Abandono de idosos em questão na contemporaneidade
Enviada em 17/03/2021
Na saga “Star Wars”, devido seu conhecimento racional e sábio, o personagem Yoda é dotado de respeito e gentileza daqueles à sua volta. Com isso, é notório práticas de inclusão social no cenário de ficção apresentado pela série. Apesar da encenação, é fato que há práticas de exclusão e abandono social que vão além dos filmes de Hollywood. No Brasil, esses empecilhos acabam sendo responsáveis por agravar quadros ocasionados, principalmente, pela falta de condições sócio-econômicas, juntamente conjugadas ao desrespeito praticado pela comunidade enraizada.

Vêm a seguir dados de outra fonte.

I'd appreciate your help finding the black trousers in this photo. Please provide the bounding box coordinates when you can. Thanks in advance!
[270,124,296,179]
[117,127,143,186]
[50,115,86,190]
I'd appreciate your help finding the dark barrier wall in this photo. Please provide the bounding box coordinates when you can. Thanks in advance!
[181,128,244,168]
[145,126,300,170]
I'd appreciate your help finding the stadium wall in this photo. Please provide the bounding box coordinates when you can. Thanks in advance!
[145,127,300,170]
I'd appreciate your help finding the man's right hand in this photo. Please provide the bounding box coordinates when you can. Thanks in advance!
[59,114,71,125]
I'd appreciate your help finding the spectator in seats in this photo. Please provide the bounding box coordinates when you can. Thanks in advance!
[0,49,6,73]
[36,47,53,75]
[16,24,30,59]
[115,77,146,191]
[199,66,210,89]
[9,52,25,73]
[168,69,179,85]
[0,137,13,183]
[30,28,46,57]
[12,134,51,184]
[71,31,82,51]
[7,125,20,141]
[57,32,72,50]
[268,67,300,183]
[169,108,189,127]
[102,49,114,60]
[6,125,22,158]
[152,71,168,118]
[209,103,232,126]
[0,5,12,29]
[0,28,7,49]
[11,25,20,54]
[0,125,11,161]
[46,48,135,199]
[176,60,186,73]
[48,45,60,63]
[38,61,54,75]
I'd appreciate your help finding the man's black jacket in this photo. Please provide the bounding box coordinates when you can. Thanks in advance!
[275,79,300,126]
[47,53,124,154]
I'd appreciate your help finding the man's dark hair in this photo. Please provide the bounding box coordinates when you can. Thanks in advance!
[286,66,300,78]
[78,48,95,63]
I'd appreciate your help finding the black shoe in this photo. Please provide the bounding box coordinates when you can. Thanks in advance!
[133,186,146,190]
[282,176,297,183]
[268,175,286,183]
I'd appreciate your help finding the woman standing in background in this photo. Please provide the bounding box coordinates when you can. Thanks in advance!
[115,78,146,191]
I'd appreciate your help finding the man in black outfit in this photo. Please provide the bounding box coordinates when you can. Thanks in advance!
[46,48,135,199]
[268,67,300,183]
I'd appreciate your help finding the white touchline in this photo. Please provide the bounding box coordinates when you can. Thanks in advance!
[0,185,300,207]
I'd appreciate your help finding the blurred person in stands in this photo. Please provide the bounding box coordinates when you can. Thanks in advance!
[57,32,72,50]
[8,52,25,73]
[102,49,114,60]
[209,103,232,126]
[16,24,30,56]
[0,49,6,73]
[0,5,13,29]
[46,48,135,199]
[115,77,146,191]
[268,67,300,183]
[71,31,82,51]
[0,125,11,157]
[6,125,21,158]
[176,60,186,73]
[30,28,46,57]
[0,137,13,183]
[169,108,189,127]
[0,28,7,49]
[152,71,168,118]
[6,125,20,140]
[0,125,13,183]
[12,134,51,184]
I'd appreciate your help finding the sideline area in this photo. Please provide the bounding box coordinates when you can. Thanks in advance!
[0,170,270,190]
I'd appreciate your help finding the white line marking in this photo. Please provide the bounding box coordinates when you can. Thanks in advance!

Em primeira análise, é importante destacar que, segundo dados do Instituto Brasileiro de Geografia e Estatística (IBGE), devido à precariedade em sistemas de saúde, cerca de 12% da população idosa é impossibilitada de chegar no período da aposentadoria. Além disso, quando a sociedade não compreende tal conjuntura, acabam complementando em uma cultura que estigmatiza a falta de condições sociais, como consequência da desinformação cometida pelo Estado pela qual cria barreiras que inibem a possibilidade no repensamento desse molde e, coincidentemente, a não execução. Tal barreira muito bem apresentada na Declaração Universal dos Direitos Humanos pelo qual diz que, todos os seres humanos são iguais em dignidade e direitos.
Além disso, a figura da terceira idade foi desconstruída e marginalizada perante décadas. Fato gerado, como dito anteriormente, pela falta de informação dada pelo Governo, que segundo a Organização das Nações Unidas (ONU), tem o dever de vincular e compartilhar dados que possibilitem a inclusão social dos indivíduos na comunidade. Comprovando essa linha, na série “Gambito da Rainha” a personagem principal envenena sua própria mãe, com receio de que os cuidados e a saúde dela atrapalhem sua competição e, consequentemente, acabe com sua carreira.
Portanto, é mister que o Estado tome providências para atenuar o cenário atual. Para a conscientização da população brasileira, urge que o Ministério da Cidadania crie, por meio de verbas governamentais, campanhas publicitárias e propagandas em meios públicos que detalhem as importâncias de darem a devida atenção a esse agravante de abandono e advirtam aos opressores as consequências de seus atos, sugerindo ao interlocutor criar hábitos de buscar informações de fontes variadas e dar maior atenção a esse agravante. Apenas assim, será possível combater essa passividade de muitos estigmas associadas a tal problema e, ademais, cortar a raiz dessa comunidade que, da mesma forma desrespeitaram na série “Gambito da Rainha”.